Страница 2Это несправедливо, что смерть постучалась так рано, сейчас, когда даже нет времени, чтобы жизнь посчиталась с новорожденным.
Оставил все, как было. Никто не сможет упрекнуть меня, что хоть что-то взял. Мать умерла, мальчишка — безумно живой, юла, я от страха окаменел. Серый цвет — цвет бегства, а печаль — горький голос поражения.
(Дальше стихи, большинство слов вымарано, поэтому можно разобрать только несколько слов: «полный жизни», «без света» (или «мой свет» — неразборчиво) и «позабыть суету». На полях, очень мелко: «Этот младенец — причина смерти или ее дар?»)
Страница 3Я хочу оставить после себя письменное свидетельство. Послание, которое объяснит тому, кто нас найдет, что он — этот младенец — тоже виновен, если, конечно, не считать его еще одной жертвой. Тот, кому суждено будет прочесть мои записки, заклинаю: пожалуйста, развейте наши останки в горах. Элена не смогла идти дальше. Мы, ее ребенок и я, тоже хотим остаться навсегда подле нее. В том, что случилось то, что случилось, вина лежит только на мне. Я не нашел способа избежать тяжелого жребия, избежать злого рока, судьба настигла меня и, словно косой, отрезала от меня Элену. Но я умею писать, к тому же я — неплохой рассказчик. Никто и никогда не учил меня складывать истории в одиночестве, наедине с самим собой. Никто не научил меня защищать жизнь от смерти. Пишу эти строки, не желая вспоминать, как я молился и как изрыгал страшные проклятия.
Да и как иначе могла закончиться эта прекрасная история в горах, продуваемых всеми ветрами? Сейчас еще только октябрь, но каждую ночь осень здесь превращается в лютую зиму.
Ребенок с удивительной настойчивостью громко плакал весь день. Я беспрерывно думал о нем, хотя всеми силами пытался сосредоточить свой взгляд на моей покойной Элене, оттого все утро провел, стараясь не обращать ни малейшего внимания на младенца. Только сейчас понял, что до сего момента я не проронил ни единой слезинки. Быть может, потому, что детского плача достаточно. Или только это и было единственно нужным. Я бы никогда не смог рыдать так безутешно и кричать так неистово. Элена была оплакана без всякого моего участия и даже без какого-либо усилия с моей стороны. Как такое вообще возможно, чтобы живой человек одновременно лежал обессиленный и при этом с диким упорством неистово рыдал? Мне кажется, ребенок утратил все чувства. Подошел к нему поближе, все еще дышит. Попытался перевернуть его. У меня такое ощущение, будто кто-то вытащил из него все косточки, весь скелет целиком.

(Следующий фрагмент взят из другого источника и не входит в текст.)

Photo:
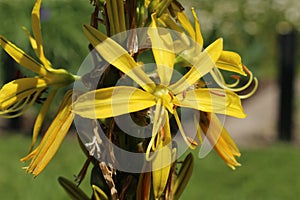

Страница 4Внимательно всмотрелся в белое лицо моей Элены. Ее бледность совсем не та, что разлилась в мгновение смерти. Теперь все цвета просто исчезли. Наверное, смерть прозрачна. И сковывает холодом, от которого все цепенеет. В первые часы испытывал острую, жгучую необходимость крепко сжимать руки любимой. Потом ощутил, как ее пальцы покидает податливость. В страхе промелькнула мысль, это ощущение мне послано, чтобы даже моя кожа запомнила его навсегда. Долго просидел, не в силах ни дотронуться до нее, ни упокоиться рядом. Ребенок, напротив, изможденный, обессилевший, лежал подле мертвого тела своей матери плотно спеленатым кульком. Вдруг пришла мысль, что своим теплом силится он согреть недвижное тело, которое для него представлялось единственным убежищем, островком спокойствия посреди грохота боев.
Да. Эту войну мы проиграли, фашистам удалось нас обмануть, быть может, для того, чтобы потом еще раз одержать над нами верх и опять победить. Элена решила последовать за мной. Сейчас я полностью уверен: это была ошибка. Никогда еще не совершалось такой грандиозной ошибки.
Я должен был все рассказать родителям Элены, попросить у них прощения и добиться того, чтобы они разрешили ей уйти со мной.
«Они тебя отпустят, не бойся, они тебя не обидят», — твердил я ей. Что я буду рядом. Что пусть лучше убьют меня. Что пусть лучше я умру. Мы так много говорили о смерти, чтобы только выжить. Боже, как мы ошибались! Не стоило отправляться в дальний, бесконечный путь. Она была уже на восьмом месяце. Ребенок погибнет, а я паду в горных лугах, укрытых снегом. Потом, когда снега сойдут, сквозь пустые глазницы прорастут цветы, одним видом своим они станут вечным укором и проклятием тому, кто выбрал смерть взамен поэзии.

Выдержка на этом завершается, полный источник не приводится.